A fund manager based in the U.S. Virgin Islands operated a $105 million foreign currency Ponzi scheme that involved 400 investors, the Securities and Exchange Commission charges.
The SEC today announced the charges and an emergency asset freeze against Daniel Spitzer, 51, a U.S. citizen and resident of St. Thomas, and companies that he controls. Spitzer has been operating the scheme since 2004 and it is on the verge of collapse as he has delayed and avoided paying redemptions, the SEC says.
Spitzer used several entities and sales agents to misrepresent to investors that their money would be invested in investment funds that, in turn, would be invested primarily in foreign currency. Investors were falsely told that Spitzer's funds had never lost money and historically produced profitable annual returns that one year reached over 180%, the SEC says. He instead used money raised from new investors to pay earlier investors, and misappropriated investor funds to pay unrelated business expenses. He concealed his scheme by issuing phony documents to investors that led them to believe their investments were profiting.
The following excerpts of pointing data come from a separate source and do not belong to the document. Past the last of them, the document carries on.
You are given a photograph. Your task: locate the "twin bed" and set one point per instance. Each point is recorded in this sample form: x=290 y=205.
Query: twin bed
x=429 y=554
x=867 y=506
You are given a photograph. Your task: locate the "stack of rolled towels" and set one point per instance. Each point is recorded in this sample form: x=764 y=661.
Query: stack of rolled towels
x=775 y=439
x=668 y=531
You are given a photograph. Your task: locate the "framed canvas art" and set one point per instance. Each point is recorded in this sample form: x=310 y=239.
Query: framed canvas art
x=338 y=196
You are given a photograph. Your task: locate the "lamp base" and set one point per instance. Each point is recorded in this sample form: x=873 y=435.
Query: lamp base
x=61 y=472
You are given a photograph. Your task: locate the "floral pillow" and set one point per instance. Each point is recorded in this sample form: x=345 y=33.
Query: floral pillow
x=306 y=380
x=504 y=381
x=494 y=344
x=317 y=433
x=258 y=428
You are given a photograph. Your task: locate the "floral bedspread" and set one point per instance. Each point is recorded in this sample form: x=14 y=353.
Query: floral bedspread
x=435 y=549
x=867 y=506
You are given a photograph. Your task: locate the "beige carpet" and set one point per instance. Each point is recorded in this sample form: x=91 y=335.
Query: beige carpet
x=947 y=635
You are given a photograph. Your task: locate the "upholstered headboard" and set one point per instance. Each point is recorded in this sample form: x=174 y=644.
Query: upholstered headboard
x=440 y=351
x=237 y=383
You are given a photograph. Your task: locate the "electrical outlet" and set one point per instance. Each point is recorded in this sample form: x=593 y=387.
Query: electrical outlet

According to the complaint, filed in U.S. District Court for the Northern District of Illinois, Spitzer only invested approximately $30 million of the more than $105 million he raised from investors. In addition to paying off earlier investors with the funds he collected, Spitzer also used more than $4.8 million to pay third-party business expenses, and as part of his extravagant lifestyle, spent more than $900,000 at a Las Vegas casino, the SEC charges.